Negating a List Of Numbers

E

Eduardo Bezerra

Hi,

I'm looking for an efficient way to create the oposite of a
list of numbers.

For example, suppose I have this list of numbers:

100
200
300

I want to generate a list of all numbers between 1 and 999 that
exclude the numbers in this list.

Any suggestions are welcome.

Regards,
Eduardo
 
V

velthuijsen

Store the list of numbers in a vector, build a predicate function which
contains the list of numbers and returns true if something is compared
to one of these numbers, create an empty vector , then perform
remove_copy_if on the vector with the numbers with as target the empty
vector. Your (once) empty vector should now contain all the values not
on the list.
 
A

Andrew Koenig

I'm looking for an efficient way to create the oposite of a
list of numbers.

For example, suppose I have this list of numbers:

100
200
300

I want to generate a list of all numbers between 1 and 999 that
exclude the numbers in this list.

I think it's impossible to do this without executing a number of operations
proportional to the domain (here [1,999]). My reasoning is that if n is the
size of the domain and m is the number of elements in the list, merely
building the result must take at least n-m operations (because it has that
many elements) and checking the input must take m operations (because you
have to examine every element of the input at least once in order to know
what it is). So you must execute at least O(n) operations.

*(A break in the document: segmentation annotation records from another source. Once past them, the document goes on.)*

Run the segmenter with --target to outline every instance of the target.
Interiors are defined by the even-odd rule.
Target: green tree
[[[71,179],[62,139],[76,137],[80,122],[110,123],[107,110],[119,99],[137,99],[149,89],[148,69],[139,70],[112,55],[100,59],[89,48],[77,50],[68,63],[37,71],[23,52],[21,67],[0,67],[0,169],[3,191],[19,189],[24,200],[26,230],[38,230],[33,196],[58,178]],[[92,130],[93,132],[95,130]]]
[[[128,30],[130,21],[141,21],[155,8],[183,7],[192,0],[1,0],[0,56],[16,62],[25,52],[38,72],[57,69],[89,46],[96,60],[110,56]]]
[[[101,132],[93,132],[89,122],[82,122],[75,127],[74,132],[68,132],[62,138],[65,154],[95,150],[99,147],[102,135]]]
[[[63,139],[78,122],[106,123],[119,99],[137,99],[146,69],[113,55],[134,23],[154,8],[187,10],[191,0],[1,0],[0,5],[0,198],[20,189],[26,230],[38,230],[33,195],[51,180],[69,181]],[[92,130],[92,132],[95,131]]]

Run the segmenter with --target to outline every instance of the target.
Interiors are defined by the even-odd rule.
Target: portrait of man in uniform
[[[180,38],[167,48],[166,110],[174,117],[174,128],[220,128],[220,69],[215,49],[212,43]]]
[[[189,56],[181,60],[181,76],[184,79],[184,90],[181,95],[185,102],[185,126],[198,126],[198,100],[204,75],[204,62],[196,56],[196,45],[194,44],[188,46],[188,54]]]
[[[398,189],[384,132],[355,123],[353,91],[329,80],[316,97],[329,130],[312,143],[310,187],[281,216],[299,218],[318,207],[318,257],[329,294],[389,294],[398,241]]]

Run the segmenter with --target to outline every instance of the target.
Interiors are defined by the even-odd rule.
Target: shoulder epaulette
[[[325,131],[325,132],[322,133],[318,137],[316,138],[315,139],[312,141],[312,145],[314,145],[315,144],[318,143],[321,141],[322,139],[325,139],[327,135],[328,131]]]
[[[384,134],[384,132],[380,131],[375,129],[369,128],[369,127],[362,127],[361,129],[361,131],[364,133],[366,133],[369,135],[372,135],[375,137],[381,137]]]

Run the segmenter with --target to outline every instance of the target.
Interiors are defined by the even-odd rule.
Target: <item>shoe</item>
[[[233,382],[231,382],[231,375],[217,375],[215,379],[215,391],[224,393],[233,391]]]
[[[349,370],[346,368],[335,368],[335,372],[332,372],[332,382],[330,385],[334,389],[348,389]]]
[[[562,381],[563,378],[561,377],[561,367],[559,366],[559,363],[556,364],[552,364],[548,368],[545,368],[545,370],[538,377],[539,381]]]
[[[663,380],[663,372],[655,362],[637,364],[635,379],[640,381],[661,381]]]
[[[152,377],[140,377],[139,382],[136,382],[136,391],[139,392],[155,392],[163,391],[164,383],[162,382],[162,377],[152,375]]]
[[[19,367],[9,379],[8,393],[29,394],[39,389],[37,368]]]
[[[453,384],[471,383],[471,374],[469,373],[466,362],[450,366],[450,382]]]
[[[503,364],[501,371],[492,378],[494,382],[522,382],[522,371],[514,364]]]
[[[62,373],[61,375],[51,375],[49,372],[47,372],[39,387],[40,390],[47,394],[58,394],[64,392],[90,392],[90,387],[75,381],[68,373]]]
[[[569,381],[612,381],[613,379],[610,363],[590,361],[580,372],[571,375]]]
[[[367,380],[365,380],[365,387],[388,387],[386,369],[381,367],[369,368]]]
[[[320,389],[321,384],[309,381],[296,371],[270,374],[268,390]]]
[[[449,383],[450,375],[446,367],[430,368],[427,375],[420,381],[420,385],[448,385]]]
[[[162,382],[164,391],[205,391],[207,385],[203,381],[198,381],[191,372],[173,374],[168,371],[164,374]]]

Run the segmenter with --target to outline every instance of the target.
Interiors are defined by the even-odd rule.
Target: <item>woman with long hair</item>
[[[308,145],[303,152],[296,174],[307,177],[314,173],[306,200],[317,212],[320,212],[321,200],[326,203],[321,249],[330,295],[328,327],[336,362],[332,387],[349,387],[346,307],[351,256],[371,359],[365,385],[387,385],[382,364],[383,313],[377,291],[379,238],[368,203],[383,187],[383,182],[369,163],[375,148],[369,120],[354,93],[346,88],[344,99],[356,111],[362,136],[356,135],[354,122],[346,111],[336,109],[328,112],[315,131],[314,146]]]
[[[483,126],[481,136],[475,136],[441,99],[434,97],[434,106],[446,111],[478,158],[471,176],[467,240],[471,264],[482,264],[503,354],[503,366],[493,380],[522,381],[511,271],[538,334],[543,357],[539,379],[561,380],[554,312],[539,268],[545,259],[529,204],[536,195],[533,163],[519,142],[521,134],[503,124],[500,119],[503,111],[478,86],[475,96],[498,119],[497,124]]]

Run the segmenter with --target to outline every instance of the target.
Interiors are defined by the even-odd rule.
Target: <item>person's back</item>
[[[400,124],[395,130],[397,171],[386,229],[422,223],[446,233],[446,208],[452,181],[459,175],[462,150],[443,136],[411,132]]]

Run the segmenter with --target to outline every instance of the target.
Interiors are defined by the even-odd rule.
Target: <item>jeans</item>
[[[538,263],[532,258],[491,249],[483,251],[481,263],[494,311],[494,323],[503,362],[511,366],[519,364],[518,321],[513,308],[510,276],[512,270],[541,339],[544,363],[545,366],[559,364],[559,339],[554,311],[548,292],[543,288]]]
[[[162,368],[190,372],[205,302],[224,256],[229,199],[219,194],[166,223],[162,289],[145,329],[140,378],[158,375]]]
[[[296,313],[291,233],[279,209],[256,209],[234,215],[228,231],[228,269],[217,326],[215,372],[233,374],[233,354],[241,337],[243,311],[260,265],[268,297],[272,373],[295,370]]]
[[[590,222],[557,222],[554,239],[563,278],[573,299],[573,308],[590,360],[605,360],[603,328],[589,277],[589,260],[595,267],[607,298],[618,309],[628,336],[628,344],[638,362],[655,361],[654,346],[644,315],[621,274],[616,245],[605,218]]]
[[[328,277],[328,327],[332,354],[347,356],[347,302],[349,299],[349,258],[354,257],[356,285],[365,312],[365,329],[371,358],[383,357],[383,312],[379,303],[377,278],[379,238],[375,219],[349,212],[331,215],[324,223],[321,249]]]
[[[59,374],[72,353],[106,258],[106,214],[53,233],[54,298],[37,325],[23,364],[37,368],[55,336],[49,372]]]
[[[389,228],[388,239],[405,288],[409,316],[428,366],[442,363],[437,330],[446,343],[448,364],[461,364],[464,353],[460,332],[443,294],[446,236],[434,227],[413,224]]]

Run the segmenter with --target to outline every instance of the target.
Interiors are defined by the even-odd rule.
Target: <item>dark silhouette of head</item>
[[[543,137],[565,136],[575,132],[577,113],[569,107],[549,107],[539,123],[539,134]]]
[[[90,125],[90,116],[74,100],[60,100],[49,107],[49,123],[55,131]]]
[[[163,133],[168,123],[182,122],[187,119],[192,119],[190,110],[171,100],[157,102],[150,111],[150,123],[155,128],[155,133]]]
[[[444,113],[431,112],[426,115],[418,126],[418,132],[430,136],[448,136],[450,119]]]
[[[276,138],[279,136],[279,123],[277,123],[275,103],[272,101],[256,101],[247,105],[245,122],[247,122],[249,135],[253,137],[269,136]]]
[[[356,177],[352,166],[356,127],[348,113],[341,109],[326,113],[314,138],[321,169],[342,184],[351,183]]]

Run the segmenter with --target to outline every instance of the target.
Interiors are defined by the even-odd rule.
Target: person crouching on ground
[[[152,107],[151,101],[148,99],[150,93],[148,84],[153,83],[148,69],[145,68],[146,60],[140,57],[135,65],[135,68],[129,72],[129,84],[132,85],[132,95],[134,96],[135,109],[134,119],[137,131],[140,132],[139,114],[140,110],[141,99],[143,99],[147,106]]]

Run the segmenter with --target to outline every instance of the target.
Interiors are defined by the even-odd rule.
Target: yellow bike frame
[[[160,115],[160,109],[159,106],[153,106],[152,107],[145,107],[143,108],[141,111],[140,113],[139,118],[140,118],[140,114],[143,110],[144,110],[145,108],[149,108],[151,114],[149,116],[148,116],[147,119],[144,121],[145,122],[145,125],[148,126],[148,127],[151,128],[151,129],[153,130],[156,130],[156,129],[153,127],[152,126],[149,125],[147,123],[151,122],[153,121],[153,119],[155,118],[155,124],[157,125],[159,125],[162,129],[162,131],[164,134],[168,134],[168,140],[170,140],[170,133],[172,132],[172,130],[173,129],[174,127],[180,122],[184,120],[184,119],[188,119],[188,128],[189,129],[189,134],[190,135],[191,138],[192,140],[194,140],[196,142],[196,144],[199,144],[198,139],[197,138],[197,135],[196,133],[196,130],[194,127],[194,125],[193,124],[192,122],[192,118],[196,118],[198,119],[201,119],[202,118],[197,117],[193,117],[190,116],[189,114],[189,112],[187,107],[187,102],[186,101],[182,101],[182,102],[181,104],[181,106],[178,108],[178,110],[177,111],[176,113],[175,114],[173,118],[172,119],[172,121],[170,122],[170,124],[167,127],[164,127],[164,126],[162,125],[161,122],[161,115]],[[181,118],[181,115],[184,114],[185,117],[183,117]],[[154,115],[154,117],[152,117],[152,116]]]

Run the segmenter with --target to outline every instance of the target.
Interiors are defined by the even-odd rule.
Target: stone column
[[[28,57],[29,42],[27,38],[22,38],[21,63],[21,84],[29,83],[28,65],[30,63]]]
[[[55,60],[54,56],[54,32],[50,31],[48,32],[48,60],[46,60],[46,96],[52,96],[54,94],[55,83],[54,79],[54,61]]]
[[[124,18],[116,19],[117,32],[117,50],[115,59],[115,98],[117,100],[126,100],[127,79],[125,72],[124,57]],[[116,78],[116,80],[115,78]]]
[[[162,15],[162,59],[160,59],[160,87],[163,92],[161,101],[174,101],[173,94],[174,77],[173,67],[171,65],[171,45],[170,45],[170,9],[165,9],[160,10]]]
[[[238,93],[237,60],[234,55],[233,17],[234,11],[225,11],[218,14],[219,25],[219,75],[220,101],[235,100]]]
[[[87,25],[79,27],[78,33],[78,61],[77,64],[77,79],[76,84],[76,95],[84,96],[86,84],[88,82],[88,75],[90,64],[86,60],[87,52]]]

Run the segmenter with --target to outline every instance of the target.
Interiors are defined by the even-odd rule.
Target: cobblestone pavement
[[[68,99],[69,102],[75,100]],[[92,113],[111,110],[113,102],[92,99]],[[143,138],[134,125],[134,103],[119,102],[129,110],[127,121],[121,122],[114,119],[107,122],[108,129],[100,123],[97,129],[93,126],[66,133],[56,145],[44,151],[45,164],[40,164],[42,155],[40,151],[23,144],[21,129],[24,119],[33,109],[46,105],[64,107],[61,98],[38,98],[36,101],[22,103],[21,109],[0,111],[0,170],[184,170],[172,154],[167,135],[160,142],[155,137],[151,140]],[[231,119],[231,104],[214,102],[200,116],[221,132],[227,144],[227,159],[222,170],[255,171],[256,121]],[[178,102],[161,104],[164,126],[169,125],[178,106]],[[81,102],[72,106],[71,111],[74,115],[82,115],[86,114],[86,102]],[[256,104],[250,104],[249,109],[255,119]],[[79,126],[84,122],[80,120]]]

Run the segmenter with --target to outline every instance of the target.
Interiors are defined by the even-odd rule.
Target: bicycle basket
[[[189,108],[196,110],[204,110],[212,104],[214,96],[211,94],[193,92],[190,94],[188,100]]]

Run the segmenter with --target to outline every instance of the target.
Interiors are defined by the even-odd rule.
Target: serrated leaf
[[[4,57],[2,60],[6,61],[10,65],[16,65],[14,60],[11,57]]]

The question, then, is how close to O(n) you need to be. There is an easy
way to solve the problem in O(n+log(m)) operations: Sort the input, then
write a loop along the following lines:

vector<int>::const_iterator it = input.begin();

for (int i = 1; i <= 999; ++i) {
if (it != input.end() && i == *it)
++it;
else
output.push_back(i);
}

So my question is: Is this solution good enough? If not, what's not good
enough about it and what would you consider good enough?
 
X

Xepo

I think using sets would be the way to go about this. The best way to
go about it, as I see, is this:
------------------------------------
set<int> exclude, result;

//Fill the exclude set with the list of integers you want to exclude

for(int i=0; i<1000; i++)
if (!exclude.count(i))
result.insert(i);
------------------------------------

and then there's the insane way, that actually provides very close to
zero performance benefits (maybe even worse depending on your
compiler), but I feel like posting cause I think it's cool:
------------------------------------
/* You shouldn't *actually* use this code */
class int_it : public iterator<input_iterator_tag, int> {
public:
int i;
int_it(int c):i(c) {};
inline void operator++() { i++; };
inline int operator*() { return i; };
inline bool operator!=(const int_it &second) { return second.i != i; };
};
int main()
{
set<int> exclude, result;
int_it start_i(1), end_i(1000);

//Fill the exclude set with the list of integers you want to exclude

set_difference(start_i, end_i, exclude.begin(), exclude.end(),
inserter<int>(result, result.begin()));
}
------------------------------------

I think the first way is about as efficient as you can get, assuming
you don't know the list of excluded numbers beforehand.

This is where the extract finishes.